All things come to an end: life, seasons, a job/career, a calendar year, summer camp, a decade…and the list goes on. The end of a year can bring with it a chorus of different emotions and thoughts.
The end of every calendar year brings a time of reflection and evaluation for most people. I believe we naturally do this as humans because we are ultimately seeking answers to life’s 3 biggest questions:
“Who am I?”
“What is my purpose?”
“Where am I going?”
Did you ever notice that people tend to ask us these questions indirectly? People are always wanting to know how we are doing, what we are doing and where we are going. Depending on where we are at in life, these questions can sting when we are in between careers and relationships, what we want to be when we grow up and why we are still single.
As I reflect on the past year, wrestle with what has transpired and grapple with what the future of Monadnock holds, I have found myself really wrestling with these bigger questions of “Who I am?” “What is my purpose? and “Where am I going?” These questions are not just applicable to me as a ministry leader but more importantly as a husband and father. I feel the weight of not just answering these questions for myself but in leading many others.

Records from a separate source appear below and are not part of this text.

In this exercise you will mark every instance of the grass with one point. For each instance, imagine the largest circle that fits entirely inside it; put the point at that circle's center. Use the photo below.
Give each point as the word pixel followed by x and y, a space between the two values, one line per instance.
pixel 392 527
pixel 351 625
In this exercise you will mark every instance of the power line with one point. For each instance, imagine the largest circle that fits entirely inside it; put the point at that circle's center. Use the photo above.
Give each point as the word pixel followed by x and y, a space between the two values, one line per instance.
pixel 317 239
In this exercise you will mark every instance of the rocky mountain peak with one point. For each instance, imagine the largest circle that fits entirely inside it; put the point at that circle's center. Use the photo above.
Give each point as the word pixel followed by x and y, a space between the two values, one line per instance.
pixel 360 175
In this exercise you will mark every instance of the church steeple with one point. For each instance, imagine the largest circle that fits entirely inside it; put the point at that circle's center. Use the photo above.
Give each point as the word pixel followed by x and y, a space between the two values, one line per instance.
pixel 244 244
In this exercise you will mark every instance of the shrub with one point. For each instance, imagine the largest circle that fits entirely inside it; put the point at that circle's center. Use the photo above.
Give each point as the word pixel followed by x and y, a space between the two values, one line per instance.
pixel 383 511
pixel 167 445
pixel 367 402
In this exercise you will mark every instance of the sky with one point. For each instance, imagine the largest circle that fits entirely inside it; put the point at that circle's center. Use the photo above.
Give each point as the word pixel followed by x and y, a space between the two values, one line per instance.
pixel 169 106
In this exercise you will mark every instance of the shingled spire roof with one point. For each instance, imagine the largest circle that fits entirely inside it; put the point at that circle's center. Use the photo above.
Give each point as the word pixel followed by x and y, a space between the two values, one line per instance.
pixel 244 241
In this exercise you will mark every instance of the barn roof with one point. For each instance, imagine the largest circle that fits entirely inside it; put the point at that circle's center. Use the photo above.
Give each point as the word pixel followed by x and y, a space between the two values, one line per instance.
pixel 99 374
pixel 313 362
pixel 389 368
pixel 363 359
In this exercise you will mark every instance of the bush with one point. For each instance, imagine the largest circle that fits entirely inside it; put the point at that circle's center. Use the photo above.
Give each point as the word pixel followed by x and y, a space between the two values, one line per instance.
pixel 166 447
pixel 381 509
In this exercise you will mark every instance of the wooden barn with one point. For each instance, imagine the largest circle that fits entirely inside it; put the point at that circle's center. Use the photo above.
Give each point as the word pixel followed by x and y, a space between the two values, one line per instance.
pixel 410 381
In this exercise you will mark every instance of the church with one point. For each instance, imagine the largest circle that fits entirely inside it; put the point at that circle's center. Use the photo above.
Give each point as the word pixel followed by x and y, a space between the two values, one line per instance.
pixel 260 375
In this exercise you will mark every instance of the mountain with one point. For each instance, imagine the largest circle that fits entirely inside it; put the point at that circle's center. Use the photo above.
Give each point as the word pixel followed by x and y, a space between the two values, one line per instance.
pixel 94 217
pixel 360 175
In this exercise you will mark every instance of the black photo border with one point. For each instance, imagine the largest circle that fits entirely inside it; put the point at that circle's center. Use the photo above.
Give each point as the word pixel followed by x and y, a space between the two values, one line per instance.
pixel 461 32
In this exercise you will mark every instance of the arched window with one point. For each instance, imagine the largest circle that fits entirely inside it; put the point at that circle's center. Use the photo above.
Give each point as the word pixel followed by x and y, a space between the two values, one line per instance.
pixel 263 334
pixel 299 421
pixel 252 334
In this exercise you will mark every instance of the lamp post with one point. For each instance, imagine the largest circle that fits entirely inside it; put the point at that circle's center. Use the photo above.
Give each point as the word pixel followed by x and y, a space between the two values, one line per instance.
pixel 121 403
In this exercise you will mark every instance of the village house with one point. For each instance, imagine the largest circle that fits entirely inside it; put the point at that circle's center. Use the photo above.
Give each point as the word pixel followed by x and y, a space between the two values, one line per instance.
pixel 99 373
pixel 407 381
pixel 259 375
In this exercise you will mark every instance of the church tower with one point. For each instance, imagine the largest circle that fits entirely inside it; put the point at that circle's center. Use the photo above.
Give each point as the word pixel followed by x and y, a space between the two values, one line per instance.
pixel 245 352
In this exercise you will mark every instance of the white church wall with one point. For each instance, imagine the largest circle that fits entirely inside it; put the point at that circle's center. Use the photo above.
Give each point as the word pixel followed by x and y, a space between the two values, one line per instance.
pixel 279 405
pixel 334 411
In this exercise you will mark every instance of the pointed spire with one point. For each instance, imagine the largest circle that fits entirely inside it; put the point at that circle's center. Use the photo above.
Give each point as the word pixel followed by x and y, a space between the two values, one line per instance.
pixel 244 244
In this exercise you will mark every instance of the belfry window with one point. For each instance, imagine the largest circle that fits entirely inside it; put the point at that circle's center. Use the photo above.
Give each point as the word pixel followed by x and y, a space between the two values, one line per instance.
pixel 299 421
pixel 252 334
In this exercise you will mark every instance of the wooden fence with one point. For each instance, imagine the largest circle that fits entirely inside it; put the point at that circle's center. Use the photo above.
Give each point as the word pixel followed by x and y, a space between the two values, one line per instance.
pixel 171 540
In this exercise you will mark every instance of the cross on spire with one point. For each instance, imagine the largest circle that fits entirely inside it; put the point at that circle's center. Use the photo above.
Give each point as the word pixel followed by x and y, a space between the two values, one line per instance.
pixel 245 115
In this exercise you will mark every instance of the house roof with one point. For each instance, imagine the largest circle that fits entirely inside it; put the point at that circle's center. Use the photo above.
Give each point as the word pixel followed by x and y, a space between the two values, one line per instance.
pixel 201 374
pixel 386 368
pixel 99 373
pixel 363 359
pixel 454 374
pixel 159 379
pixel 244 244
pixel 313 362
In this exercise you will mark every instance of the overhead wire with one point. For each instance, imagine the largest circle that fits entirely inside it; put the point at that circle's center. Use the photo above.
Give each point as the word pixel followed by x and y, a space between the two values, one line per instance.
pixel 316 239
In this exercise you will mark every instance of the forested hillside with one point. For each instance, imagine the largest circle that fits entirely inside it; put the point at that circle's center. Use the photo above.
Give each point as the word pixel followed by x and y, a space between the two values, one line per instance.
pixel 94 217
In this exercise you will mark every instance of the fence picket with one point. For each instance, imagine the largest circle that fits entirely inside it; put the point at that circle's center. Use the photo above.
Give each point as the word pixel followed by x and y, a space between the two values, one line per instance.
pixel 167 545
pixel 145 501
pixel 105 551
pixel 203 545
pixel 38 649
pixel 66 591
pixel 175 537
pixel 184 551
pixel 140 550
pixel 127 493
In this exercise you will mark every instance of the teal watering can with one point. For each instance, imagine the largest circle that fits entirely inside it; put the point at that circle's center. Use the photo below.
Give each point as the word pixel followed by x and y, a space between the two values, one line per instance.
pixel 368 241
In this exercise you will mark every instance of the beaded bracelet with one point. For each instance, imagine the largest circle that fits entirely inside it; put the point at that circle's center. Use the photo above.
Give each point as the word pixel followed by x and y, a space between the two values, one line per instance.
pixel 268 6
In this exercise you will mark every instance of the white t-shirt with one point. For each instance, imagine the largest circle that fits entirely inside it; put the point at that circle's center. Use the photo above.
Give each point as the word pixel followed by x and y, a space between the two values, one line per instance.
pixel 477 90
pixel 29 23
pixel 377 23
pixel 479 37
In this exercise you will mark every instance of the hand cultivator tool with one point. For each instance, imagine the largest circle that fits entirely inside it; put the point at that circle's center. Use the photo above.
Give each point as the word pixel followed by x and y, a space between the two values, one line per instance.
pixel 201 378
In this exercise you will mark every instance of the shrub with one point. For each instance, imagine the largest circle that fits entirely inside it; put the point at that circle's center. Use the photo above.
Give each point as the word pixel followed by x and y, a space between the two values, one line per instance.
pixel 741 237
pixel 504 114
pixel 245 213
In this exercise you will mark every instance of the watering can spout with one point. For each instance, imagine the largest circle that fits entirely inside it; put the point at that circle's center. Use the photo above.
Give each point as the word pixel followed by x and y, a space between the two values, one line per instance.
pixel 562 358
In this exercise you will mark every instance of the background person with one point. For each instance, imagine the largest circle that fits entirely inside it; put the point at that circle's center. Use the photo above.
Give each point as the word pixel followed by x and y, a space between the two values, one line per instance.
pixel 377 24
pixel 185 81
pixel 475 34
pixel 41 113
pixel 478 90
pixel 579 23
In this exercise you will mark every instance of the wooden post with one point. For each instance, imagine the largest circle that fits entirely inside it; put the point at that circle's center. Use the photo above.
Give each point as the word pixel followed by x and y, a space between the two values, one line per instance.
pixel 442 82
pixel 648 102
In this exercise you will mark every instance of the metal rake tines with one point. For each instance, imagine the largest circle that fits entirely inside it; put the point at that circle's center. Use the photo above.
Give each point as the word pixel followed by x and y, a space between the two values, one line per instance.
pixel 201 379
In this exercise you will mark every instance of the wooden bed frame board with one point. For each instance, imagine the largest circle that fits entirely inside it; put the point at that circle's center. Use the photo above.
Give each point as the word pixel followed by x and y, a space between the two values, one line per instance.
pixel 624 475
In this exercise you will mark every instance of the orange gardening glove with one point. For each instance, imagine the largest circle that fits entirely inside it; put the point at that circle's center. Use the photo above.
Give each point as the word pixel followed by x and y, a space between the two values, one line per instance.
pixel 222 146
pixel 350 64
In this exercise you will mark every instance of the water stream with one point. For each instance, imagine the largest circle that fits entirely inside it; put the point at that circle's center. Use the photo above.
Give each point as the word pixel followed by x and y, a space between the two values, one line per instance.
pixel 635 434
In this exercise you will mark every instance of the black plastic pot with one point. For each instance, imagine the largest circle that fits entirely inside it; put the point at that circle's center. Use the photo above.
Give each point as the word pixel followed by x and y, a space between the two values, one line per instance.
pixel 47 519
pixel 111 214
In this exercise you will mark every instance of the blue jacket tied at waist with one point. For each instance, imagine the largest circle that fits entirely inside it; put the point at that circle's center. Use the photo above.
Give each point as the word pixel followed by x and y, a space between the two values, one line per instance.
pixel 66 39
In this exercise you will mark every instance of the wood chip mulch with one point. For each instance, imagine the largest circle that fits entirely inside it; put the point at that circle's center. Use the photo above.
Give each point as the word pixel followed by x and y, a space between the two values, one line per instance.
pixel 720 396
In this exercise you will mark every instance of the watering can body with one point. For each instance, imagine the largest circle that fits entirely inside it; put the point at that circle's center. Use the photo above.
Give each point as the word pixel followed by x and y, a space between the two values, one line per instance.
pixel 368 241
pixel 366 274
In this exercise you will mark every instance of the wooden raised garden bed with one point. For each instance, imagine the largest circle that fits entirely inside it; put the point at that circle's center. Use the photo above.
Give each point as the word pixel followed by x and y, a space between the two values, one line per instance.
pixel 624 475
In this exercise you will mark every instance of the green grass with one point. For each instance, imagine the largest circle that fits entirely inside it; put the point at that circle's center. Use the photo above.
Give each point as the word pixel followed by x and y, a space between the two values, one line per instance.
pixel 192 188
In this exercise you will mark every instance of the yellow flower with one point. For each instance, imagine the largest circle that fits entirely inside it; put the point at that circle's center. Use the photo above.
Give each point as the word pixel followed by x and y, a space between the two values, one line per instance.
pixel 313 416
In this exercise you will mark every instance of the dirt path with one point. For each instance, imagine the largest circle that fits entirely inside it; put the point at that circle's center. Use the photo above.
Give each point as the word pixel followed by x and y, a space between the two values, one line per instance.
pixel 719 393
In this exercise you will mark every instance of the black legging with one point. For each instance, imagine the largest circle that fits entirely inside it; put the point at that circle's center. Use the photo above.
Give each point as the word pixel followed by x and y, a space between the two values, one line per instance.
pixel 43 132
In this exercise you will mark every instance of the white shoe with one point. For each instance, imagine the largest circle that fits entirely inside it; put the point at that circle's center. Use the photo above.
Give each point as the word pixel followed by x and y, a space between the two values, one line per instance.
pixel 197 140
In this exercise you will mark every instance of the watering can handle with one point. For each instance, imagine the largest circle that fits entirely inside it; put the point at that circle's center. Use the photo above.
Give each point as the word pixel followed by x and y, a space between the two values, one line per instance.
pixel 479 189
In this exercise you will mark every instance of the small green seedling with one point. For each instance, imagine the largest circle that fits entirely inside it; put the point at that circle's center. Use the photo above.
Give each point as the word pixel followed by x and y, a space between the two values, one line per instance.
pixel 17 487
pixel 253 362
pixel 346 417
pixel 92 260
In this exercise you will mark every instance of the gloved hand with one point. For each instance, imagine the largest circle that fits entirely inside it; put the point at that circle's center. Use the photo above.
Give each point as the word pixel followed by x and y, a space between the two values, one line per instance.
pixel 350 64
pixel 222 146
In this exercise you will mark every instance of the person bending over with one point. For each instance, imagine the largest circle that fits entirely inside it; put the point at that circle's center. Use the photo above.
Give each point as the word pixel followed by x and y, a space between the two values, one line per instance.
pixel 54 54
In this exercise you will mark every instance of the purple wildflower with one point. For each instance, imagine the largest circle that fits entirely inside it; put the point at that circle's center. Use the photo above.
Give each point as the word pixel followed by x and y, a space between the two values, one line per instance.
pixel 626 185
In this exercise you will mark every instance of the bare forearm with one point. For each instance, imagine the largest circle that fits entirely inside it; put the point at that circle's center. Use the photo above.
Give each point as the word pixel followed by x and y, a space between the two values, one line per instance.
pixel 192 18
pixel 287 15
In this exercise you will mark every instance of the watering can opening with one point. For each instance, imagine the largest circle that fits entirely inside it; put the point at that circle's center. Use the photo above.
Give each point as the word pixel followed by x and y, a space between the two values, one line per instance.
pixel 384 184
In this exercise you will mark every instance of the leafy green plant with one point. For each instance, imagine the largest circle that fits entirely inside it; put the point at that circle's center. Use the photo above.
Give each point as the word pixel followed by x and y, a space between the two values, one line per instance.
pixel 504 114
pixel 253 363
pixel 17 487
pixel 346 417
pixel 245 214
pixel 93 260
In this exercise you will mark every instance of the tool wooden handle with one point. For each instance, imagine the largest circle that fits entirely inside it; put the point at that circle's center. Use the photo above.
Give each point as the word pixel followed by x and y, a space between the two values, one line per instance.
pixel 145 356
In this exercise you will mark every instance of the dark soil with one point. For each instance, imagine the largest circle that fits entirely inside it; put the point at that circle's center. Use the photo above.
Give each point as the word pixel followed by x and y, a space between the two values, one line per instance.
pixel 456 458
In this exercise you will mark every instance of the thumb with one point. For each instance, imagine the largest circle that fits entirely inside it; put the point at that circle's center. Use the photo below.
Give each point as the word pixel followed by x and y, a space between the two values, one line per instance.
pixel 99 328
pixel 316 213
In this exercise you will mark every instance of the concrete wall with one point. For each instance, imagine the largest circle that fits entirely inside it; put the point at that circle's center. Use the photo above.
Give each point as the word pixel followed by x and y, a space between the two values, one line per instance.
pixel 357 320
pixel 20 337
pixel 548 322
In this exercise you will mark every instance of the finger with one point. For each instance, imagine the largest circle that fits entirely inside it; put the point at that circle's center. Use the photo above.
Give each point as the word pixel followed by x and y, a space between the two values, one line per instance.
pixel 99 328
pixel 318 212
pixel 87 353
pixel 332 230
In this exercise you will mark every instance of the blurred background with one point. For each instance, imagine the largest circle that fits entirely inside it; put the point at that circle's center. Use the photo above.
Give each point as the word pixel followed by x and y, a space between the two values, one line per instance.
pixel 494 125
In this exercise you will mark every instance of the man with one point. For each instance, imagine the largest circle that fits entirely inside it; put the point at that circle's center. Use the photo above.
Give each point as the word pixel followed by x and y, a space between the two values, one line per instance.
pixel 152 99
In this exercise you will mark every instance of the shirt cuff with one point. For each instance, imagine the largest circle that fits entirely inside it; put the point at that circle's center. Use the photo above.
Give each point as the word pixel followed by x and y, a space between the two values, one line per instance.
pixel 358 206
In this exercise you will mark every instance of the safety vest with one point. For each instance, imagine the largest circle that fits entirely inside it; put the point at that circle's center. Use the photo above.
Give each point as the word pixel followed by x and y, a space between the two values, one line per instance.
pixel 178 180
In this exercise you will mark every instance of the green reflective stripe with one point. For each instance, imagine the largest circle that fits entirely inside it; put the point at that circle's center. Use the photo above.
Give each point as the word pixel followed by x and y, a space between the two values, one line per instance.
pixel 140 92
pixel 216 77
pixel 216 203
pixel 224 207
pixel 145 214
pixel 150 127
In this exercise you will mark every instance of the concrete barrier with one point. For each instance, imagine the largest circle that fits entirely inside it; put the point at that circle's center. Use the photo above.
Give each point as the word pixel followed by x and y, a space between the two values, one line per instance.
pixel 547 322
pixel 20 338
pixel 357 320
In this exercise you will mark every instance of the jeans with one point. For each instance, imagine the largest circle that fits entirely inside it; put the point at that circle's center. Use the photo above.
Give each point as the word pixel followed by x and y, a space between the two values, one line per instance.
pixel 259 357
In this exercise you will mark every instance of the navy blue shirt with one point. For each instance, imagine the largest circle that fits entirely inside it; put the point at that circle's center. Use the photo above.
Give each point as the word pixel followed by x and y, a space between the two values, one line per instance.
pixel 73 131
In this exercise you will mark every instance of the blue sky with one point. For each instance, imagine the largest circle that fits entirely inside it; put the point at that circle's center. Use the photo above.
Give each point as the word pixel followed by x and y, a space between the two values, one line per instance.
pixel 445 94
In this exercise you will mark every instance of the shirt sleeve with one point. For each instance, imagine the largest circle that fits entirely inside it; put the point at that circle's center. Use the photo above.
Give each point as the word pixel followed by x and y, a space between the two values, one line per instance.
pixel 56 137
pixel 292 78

The circumstances of life and the answer to these BIG questions can be extremely overwhelming and daunting. One of the biggest things that can exasperate this natural and spiritual process of reflection and evaluation is our busyness and hurriedness.
Why do I share these things with you? My fear for all of us is that if we don’t take the time, we will ultimately miss the blessing that God has in store for us and for those God has called us to love and serve. It’s at the heart of what we find in Luke 9:62, “No one who puts a hand to the plow and looks back is fit for service in the kingdom of God.” You will see throughout the Old and New Testaments, and specifically Jesus’ teachings, that there is an emphasis on “looking forward.” The Lord guided, encouraged, inspired, pushed, pulled, challenged, humbled those he was calling to something greater than themselves, in order to fulfill his ultimate kingdom purposes.
Why do so many falter in taking possession of the things Christ has called them to? The book of Hebrews reminds us that those who have gone before us, the heroes of our faith, (Hebrews 11) had a faith we need to emulate. What kind of faith did they have? They had a faith described as “the substance of things hoped for and the evidence of things not seen.” Would your faith be described as “the substance of things hoped for…”
To be very candid with you…I am tired of telling others or even myself, “This has been a challenging year and hoping this next year is better.” I keep thinking, “it cant get any worse” and then each year seems to get harder and more challenging.
Ann Voskamp writes in her advent book, The Greatest Gift, “You can stand around a Christmas tree with a family tree like Joseph’s, with cheaters and beaters and deceivers, with a family like Jacob’s, who ran away and ran around and ran folks down. But out of a family line that looks like a mess, God brings the Messiah. What was intended to harm, God intended all of it for good, and no matter what intends to harm you, God’s arms have you. You can never be undone. No matter what intends to harm you . . . God is never absent, never impotent, never distant. You can never be undone.” If this is true, which I believe it is, means that regardless of our past or future, blessings or challenges, joy or grief, peace or anxiety; in Christ, we truly can do all things in Him. “Since, then, you have been raised with Christ, set your hearts on things above, where Christ is seated at the right hand of God. Set your minds on things above, not on earthly things. For you died, and your life is now hidden with Christ in God. When Christ, who is your life, appears, then you also will appear with him in glory” (Col. 3:1–4)
As we look forward to the coming year, The Greatest Opportunity for you and for me, is how do we make known to others the hope we have found in Jesus Christ. When we see those around us struggling with the 3 big questions of life, can we point them to the author and answerer of those 3 questions? How can we allow Christ to take all of the circumstances of our lives and use them not just to strengthen our faith, but for others to see faith played out and to experience the hope and joy of knowing Christ on a deeper level.”